Rabbi Yitzhak Husbands-Hankin
Temple Beth Israel, Eugene
Before you read about the Jewish view of our responsibility to care for our physical health, I ask you to take one minute to sit quietly, perhaps with eyes closed, turning your awareness inward to consider the magnificence of the design of your body. Contemplate the beat of your heart, the function of your lungs, the sensitivity of your skin, the structure of your skeletal system. Let your awareness wander through this amazing and miraculously wonderful design on as many levels as you wish and then please continue reading.

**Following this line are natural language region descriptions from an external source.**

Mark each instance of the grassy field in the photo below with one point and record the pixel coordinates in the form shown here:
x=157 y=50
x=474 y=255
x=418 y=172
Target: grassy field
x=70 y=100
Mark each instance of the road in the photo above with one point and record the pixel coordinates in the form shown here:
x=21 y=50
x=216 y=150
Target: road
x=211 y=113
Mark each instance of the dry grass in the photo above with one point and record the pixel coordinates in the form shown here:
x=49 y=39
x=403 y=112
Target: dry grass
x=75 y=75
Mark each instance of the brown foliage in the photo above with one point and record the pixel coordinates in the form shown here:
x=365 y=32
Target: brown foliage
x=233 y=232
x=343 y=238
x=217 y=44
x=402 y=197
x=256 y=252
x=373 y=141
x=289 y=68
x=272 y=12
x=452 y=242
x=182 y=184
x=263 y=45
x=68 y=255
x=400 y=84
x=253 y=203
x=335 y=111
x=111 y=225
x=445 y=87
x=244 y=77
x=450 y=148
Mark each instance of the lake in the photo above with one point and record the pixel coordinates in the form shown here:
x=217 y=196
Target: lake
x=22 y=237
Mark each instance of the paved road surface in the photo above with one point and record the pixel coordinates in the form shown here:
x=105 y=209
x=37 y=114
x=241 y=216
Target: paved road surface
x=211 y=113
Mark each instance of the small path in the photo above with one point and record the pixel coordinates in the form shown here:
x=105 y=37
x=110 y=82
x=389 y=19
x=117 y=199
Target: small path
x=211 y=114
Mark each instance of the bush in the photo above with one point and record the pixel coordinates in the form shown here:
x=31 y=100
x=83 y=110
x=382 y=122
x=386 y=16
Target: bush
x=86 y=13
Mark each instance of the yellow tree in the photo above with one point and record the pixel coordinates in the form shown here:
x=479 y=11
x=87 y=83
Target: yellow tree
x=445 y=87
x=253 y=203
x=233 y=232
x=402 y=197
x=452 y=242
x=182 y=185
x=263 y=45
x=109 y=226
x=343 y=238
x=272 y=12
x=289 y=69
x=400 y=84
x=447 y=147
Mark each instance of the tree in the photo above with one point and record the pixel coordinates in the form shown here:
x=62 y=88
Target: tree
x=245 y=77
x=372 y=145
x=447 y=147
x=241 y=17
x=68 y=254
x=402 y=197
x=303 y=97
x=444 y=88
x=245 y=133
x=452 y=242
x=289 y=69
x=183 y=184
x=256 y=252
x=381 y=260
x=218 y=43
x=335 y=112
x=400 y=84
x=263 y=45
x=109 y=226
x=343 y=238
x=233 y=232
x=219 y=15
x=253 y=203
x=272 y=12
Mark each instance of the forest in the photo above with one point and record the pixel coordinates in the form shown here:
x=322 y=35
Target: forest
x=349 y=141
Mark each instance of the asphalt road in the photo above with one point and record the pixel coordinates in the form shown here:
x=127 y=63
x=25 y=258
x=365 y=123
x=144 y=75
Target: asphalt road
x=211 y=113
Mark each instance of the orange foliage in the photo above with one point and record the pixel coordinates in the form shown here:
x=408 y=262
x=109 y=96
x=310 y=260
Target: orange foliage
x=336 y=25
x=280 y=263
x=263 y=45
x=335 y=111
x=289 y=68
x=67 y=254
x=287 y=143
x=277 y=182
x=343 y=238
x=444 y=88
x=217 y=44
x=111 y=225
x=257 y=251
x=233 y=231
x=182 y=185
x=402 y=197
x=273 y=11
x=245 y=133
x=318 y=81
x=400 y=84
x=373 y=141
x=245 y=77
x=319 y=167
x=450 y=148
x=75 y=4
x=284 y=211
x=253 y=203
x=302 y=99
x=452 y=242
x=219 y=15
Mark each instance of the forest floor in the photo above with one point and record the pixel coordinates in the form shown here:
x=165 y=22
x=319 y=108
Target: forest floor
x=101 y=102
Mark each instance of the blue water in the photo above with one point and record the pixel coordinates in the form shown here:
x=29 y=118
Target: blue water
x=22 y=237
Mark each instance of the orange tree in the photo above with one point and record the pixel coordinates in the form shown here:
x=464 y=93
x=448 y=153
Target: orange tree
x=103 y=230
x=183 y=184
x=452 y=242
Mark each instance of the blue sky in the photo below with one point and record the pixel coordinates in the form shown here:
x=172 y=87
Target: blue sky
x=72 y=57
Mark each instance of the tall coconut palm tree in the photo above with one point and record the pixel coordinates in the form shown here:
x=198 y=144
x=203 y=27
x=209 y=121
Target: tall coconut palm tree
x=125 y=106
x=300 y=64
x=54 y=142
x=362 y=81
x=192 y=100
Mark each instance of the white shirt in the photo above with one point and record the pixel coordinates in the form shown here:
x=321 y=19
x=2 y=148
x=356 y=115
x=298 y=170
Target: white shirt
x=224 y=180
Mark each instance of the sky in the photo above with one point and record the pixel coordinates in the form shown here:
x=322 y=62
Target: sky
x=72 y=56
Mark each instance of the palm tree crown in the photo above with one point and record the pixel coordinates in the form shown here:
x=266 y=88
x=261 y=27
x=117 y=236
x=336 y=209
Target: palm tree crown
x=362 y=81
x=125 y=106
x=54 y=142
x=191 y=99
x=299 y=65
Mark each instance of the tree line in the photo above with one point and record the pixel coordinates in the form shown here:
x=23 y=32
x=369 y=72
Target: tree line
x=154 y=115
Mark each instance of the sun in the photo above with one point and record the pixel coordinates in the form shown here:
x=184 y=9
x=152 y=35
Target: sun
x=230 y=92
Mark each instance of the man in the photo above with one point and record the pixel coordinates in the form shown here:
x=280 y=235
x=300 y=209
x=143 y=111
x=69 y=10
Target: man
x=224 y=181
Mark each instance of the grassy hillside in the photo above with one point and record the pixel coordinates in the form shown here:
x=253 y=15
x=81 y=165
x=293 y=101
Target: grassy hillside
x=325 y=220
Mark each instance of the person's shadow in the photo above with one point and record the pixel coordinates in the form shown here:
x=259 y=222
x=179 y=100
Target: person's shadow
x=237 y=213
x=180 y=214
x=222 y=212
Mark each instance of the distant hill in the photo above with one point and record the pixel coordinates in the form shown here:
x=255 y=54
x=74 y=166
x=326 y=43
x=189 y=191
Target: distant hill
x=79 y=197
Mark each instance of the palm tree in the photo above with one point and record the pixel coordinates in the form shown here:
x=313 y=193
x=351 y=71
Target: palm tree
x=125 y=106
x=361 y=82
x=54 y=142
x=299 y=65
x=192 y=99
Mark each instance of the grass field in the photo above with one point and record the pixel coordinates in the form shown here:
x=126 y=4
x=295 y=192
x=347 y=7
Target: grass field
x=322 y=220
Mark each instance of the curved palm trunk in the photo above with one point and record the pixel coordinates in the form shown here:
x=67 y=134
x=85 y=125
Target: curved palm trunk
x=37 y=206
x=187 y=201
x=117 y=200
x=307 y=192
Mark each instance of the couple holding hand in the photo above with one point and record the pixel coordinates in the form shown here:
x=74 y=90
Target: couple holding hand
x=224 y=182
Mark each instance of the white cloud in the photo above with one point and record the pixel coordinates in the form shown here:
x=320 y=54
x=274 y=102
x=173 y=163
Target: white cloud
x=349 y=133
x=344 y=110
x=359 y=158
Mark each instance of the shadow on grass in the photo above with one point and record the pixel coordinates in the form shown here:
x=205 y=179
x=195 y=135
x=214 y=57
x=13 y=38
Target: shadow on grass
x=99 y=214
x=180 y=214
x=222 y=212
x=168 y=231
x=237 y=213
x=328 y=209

Now, after glimpsing, for we are only capable of glimpsing, the wondrous work of creation that the human body is, we may begin to understand our level of responsibility for its care. We place masterpieces of art in highly secured museums with guards, lighting and temperature control and countless other measures to protect the great art of human masters. How much more so are we responsible for the care of the magnificent creative work of our own Creator.
Judaism holds life to be of supreme value. We are partners with the Creator of All in caring for all life on this planet and therefore we are certainly responsible for caring for our own well-being.
Rabbi Menachem Rivkin
Chabad Jewish Center of Hillsboro
“Since maintaining a healthy and sound body is among the ways of God – for one cannot understand or have any knowledge of the Creator, if he is ill – therefore, he must avoid that which harms the body and accustom himself to that which is healthful and helps the body become stronger.” – Rabbi Moshe ben Maimon (Maimonides), famed physician and rabbinic authority (1135-1204 CE).

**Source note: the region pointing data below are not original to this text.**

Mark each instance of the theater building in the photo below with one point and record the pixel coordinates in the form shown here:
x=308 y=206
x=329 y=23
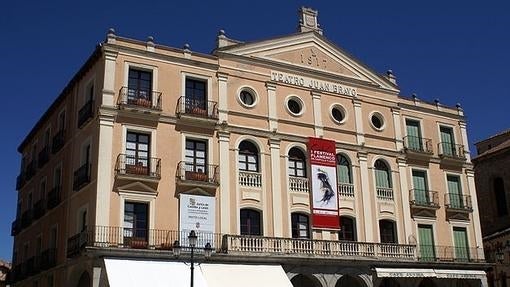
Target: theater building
x=294 y=163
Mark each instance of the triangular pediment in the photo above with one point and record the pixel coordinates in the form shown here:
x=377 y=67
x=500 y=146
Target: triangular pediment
x=137 y=187
x=310 y=51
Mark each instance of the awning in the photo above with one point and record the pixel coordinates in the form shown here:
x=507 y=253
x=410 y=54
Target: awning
x=460 y=274
x=127 y=273
x=404 y=272
x=235 y=275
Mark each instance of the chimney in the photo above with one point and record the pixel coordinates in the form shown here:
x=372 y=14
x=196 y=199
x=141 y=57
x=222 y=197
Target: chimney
x=308 y=20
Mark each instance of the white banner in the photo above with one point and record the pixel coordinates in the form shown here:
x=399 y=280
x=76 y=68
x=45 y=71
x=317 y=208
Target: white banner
x=197 y=213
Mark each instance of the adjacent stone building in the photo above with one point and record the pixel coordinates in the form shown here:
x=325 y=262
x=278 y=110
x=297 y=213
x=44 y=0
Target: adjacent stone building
x=294 y=163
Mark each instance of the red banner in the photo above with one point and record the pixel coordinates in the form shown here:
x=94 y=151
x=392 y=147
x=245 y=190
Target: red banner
x=324 y=195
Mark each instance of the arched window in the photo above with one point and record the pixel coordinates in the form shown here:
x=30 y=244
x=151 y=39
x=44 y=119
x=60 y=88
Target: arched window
x=382 y=174
x=251 y=223
x=297 y=162
x=343 y=169
x=248 y=157
x=499 y=192
x=300 y=225
x=347 y=229
x=387 y=231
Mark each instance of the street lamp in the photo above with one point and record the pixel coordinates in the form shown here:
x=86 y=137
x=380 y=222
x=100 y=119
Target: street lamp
x=192 y=242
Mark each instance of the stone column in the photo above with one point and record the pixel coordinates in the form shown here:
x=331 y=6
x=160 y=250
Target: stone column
x=470 y=175
x=276 y=186
x=317 y=114
x=398 y=129
x=225 y=173
x=366 y=196
x=222 y=97
x=360 y=135
x=404 y=187
x=271 y=105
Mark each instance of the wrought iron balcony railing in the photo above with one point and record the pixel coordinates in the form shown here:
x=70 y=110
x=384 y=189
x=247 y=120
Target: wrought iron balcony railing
x=58 y=141
x=384 y=193
x=138 y=166
x=190 y=172
x=451 y=150
x=418 y=144
x=425 y=198
x=458 y=201
x=132 y=97
x=346 y=189
x=82 y=176
x=85 y=113
x=54 y=197
x=197 y=108
x=250 y=179
x=299 y=184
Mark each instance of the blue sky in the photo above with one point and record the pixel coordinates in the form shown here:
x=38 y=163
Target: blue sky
x=455 y=52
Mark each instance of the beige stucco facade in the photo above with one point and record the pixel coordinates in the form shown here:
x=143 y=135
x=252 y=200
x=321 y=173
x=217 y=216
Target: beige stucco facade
x=305 y=68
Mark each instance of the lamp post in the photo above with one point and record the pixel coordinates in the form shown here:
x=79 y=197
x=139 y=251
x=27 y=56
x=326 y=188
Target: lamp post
x=192 y=242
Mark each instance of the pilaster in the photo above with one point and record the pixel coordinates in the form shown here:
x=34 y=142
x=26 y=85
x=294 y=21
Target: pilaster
x=366 y=197
x=222 y=97
x=274 y=147
x=224 y=143
x=271 y=104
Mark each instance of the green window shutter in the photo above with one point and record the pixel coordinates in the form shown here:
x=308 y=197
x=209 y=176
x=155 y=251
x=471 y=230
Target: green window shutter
x=426 y=237
x=413 y=135
x=460 y=243
x=420 y=187
x=454 y=191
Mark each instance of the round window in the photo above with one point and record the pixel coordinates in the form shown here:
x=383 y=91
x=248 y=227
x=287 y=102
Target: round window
x=247 y=98
x=377 y=121
x=294 y=106
x=338 y=114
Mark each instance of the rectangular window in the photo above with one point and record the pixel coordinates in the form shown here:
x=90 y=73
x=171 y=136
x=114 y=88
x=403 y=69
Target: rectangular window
x=136 y=221
x=196 y=156
x=447 y=141
x=455 y=191
x=426 y=240
x=420 y=188
x=461 y=244
x=414 y=139
x=139 y=86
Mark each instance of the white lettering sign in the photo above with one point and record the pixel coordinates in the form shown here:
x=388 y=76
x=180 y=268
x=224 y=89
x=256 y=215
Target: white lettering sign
x=313 y=84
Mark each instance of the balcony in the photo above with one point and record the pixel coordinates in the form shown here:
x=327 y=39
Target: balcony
x=145 y=169
x=26 y=218
x=48 y=258
x=20 y=181
x=423 y=202
x=197 y=112
x=39 y=209
x=139 y=100
x=431 y=253
x=451 y=154
x=81 y=176
x=30 y=170
x=418 y=148
x=58 y=141
x=346 y=190
x=86 y=113
x=54 y=197
x=206 y=176
x=250 y=179
x=458 y=206
x=44 y=156
x=15 y=227
x=299 y=184
x=384 y=193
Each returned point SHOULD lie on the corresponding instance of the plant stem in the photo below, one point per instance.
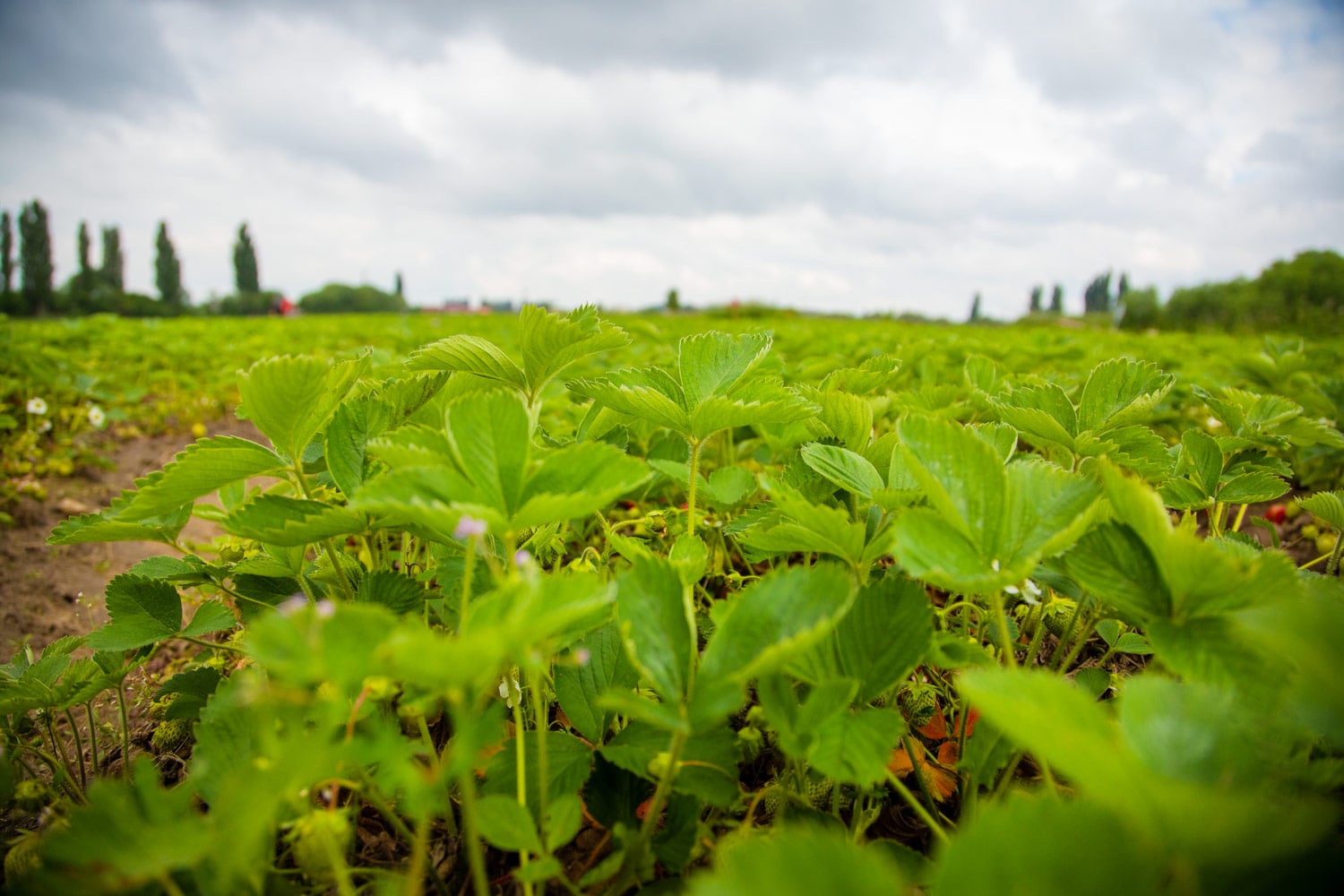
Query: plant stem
(467, 788)
(917, 806)
(468, 571)
(125, 729)
(1002, 625)
(74, 729)
(695, 478)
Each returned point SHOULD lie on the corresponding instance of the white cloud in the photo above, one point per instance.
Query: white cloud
(846, 159)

When we feed and care for our bodies properly, keeping ourselves in good health, it results in a healthy soul, allowing us to properly serve G-d as Jews should. The Lubavitcher Rebbe adds that it works the other way too – a healthy soul will produce and keep the body in which it is enclosed in good health.
G-d’s commandments are divided into 248 positive precepts and 365 prohibitions. Our sages say the human body is divided into 248 organs and 365 sinews. Our sages teach that the 248 limbs correspond to the 248 positive precepts, and the 365 sinews correspond to the 365 prohibitions. Just as we take care of our physical limbs and sinews, we also need to take care of our spiritual “limbs and sinews.”

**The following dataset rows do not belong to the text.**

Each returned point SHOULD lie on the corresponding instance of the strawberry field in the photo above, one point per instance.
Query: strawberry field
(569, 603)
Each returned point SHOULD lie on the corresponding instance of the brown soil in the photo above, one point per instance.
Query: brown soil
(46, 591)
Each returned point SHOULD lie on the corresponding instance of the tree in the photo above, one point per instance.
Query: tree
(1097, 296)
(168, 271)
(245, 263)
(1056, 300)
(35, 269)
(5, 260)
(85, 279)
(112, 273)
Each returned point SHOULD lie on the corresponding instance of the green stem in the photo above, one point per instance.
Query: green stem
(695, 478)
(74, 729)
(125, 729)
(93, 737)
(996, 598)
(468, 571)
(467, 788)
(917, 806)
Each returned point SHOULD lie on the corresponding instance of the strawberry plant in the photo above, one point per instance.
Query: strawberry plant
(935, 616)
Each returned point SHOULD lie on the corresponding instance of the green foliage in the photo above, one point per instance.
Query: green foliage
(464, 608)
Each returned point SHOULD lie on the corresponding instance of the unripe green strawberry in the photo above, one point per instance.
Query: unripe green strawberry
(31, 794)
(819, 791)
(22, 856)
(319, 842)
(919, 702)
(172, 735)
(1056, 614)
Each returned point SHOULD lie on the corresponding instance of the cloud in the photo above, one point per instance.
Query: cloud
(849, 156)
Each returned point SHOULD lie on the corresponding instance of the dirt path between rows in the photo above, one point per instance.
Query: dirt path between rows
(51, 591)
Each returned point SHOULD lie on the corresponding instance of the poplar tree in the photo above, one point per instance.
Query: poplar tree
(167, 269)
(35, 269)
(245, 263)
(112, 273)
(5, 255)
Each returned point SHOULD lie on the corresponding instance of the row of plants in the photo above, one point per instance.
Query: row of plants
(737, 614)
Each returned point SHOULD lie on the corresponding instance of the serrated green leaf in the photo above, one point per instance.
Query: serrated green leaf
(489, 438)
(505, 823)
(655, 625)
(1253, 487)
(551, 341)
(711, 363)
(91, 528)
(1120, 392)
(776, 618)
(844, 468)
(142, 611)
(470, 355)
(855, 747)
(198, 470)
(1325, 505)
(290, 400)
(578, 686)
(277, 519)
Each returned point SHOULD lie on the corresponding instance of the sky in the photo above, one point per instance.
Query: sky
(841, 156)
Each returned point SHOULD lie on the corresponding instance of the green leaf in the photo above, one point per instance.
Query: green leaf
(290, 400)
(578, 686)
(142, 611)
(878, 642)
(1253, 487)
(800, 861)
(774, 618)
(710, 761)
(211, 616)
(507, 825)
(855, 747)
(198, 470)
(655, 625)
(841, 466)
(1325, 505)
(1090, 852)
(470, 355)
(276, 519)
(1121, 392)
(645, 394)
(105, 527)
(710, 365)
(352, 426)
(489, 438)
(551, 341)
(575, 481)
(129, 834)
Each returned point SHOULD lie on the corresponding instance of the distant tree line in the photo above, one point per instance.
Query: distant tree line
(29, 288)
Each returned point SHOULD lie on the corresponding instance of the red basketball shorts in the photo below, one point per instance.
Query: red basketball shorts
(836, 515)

A Kabbalistic teaching characterizes the Hebrew month of Iyar as an auspicious time for healing. Iyar is an acronym for “Ani Hashem Rofecha – I am G-d your healer.” That was G-d’s proclamation, as we made our way toward Mount Sinai, by which He announced His healthcare coverage guarantee: “Keep My commandments, and you won’t get sick … because I am the Lord, your healer.”
Keep Oregon healthy!
Rabbi Alan Berg
Beit Haverim, Lake Oswego
What is the source of the Jewish response to care for our bodies?
One very helpful answer can be found in a new book by Rabbi Richard Address Seekers of Meaning: Baby Boomers, Judaism and the Pursuit of Healthy Aging. Address is senior rabbi of Congregation M’kor Shalom in Cherry Hill, NJ, and is the founding director of the Department of Jewish Family Concerns of the Union for Reform Judaism.
The Holiness Code, Leviticus 19, affirms that the preservation of our healthy selves is for the holy mission of being of service to others.
Address teaches, “The idea of an active, mitzvah-oriented life is … a way we can define our sense of meaning and purpose in the world.”
The highest mitzvah in Address’s view is to be a caregiver. Speaking of caring for his own mother in her declining years, Address writes, “The act of caregiving places before us unique opportunities to search our own souls.”
Address honors the role of ritual mitzvot as an underpinning to ethical mitzvot.
We see in this a valuable expression of a vision of Judaism: that the purpose of caring for our bodies, of staying healthy, of staying in shape, in creating a society with an enlightened, inclusive commitment to health care, is to serve others. That is where meaning is to be found.